The history of astronomy and space exploration is not “inclusive”, nor could it be, a fact that Americans understood years ago but don’t want to understand today. Like anything else requiring brains and talent, they involve hierarchy. A photograph taken in 1964 shows 275 members of the American Astronomical Society: 219 White men, 52 White women, and 4 non-White men. (Sky and Telescope magazine, March 1964, pp. 148-49)
The fraud called “inclusion” is why visitors to the Planetarium today will not hear classical music, as we did in the 1960s: Because it represents hierarchy and uplift, something far better than the primitive noise and filth that are now blasted everywhere and that proponents of “inclusion” demand that we respect and celebrate.
I visited the Planetarium with three friends. They are good people, articulate, sensible, and well-educated, but also a decade younger than me, hence cannot remember the Planetarium in its early years or much about American culture before 1965. They enjoyed the visit, and I was happy for them. Thoughts like those I express in this essay would never occur to them — such is the difference in frame of mind between my generation and theirs. They have no idea what life was like in this country before the 1960s radical-leftist cultural revolution. They cannot imagine a frame of mind in which rock “music”, feminism, and conversations laced with profanity are not favorably accommodated.
I count myself extremely fortunate to have known the Planetarium as it was in those early years, which were also the twilight years of a nation and social order that were at least semi-rational, not long before the custodians of that nation would agree to adopt the 1960s-teenage-boy frame of mind to show how hip-and-cool they could be.

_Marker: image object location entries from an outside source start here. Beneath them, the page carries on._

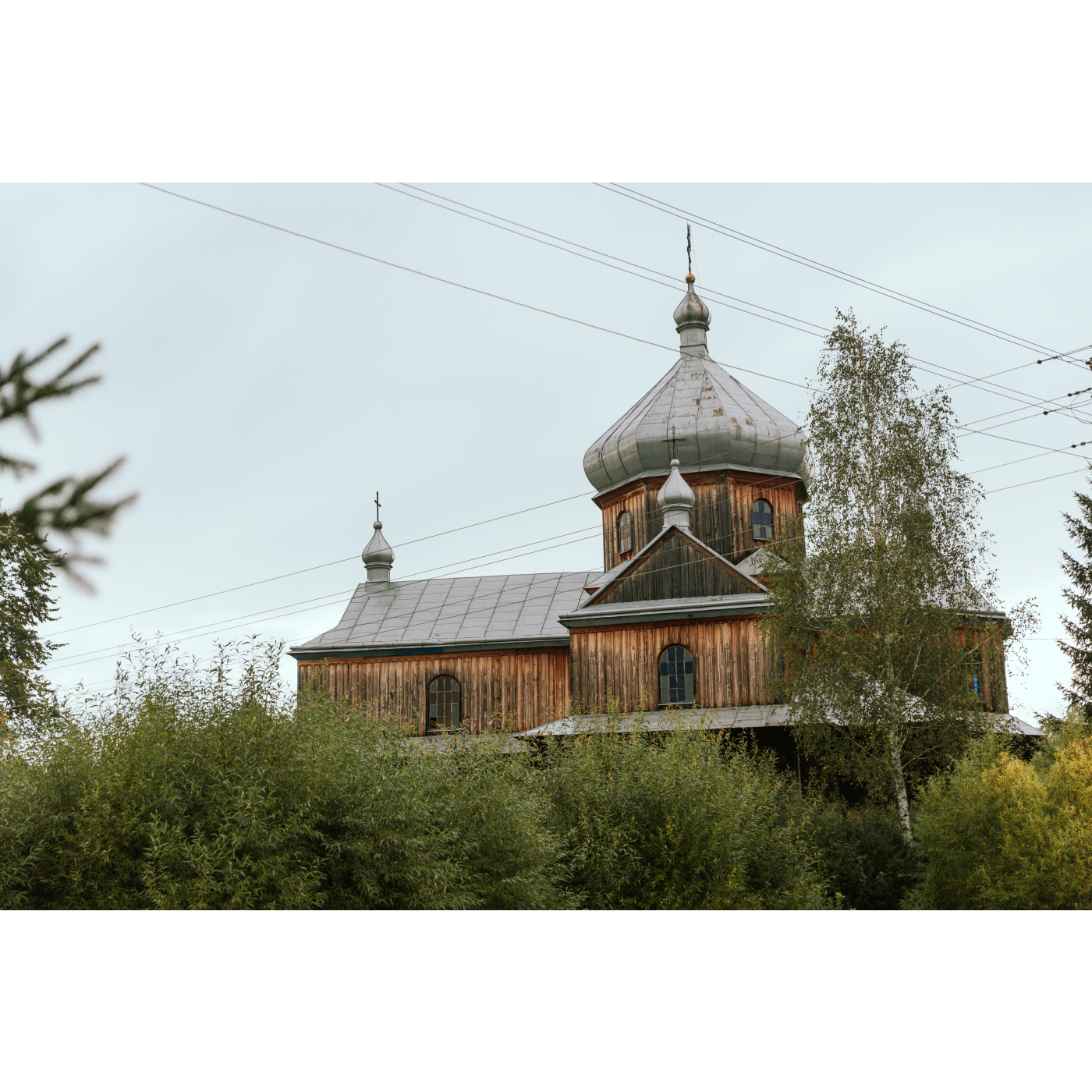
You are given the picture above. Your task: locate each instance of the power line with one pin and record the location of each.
(1037, 480)
(404, 582)
(254, 614)
(707, 292)
(821, 268)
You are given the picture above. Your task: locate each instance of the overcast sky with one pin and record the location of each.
(264, 387)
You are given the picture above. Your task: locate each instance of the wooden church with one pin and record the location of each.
(690, 483)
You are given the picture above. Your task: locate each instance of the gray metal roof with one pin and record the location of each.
(456, 609)
(695, 606)
(718, 424)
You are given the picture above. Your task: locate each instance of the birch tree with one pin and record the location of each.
(887, 617)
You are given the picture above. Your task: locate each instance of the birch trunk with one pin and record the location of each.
(900, 782)
(900, 785)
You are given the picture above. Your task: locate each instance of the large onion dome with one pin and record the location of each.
(717, 423)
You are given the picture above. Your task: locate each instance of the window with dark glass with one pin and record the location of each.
(624, 526)
(977, 679)
(676, 676)
(761, 521)
(444, 706)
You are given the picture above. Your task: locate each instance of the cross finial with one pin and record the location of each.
(673, 441)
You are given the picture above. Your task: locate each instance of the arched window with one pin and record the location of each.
(761, 521)
(676, 676)
(624, 526)
(444, 704)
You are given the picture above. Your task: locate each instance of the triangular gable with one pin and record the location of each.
(674, 566)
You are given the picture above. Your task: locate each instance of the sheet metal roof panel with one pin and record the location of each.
(717, 420)
(456, 608)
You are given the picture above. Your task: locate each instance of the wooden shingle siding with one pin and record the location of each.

It was there that I purchased magazines about astronomy; became friends with the Planetarium’s assistant director; ascended the catwalk to the observation deck on top of the building; walked throughout an extensive exhibit of satellites, spacecraft, and rockets during “Space Exposition” month in May 1965; and attended lectures by astronomers Donald Menzel, Peter van de Kamp, and J. Allen Hynek.
I have no objection to fun houses or platforms for propaganda. Americans today have an excess of both. But they are not satisfied with mere excess; total conquest is their goal. They want every building, space, and cultural institution made into a fun house to keep us amused and diverted. That is why I object to museums, planetariums, and libraries being dumbed down. They should be left alone to be what they have always been — without fun and games, “inclusion”, and political ideology.
— Comments —
Terry Morris writes:
Alan writes:
“Today, signs and brochures proclaim that the James S. McDonnell Planetarium and its neighboring Science Center in St. Louis aspire to be “inclusive”. In other words, buildings ostensibly devoted to science are now surrendered to political sloganeering.”
They don’t “aspire” to be inclusive, they emphatically are inclusive – inclusive of every freak and deviant “lifestyle” and human behavior under the sun, as Alan well knows. Meanwhile, they shutter normal people out, “cancel” us, and so on. This is the death knell of Western Civilization writ large. See y’all on the other side!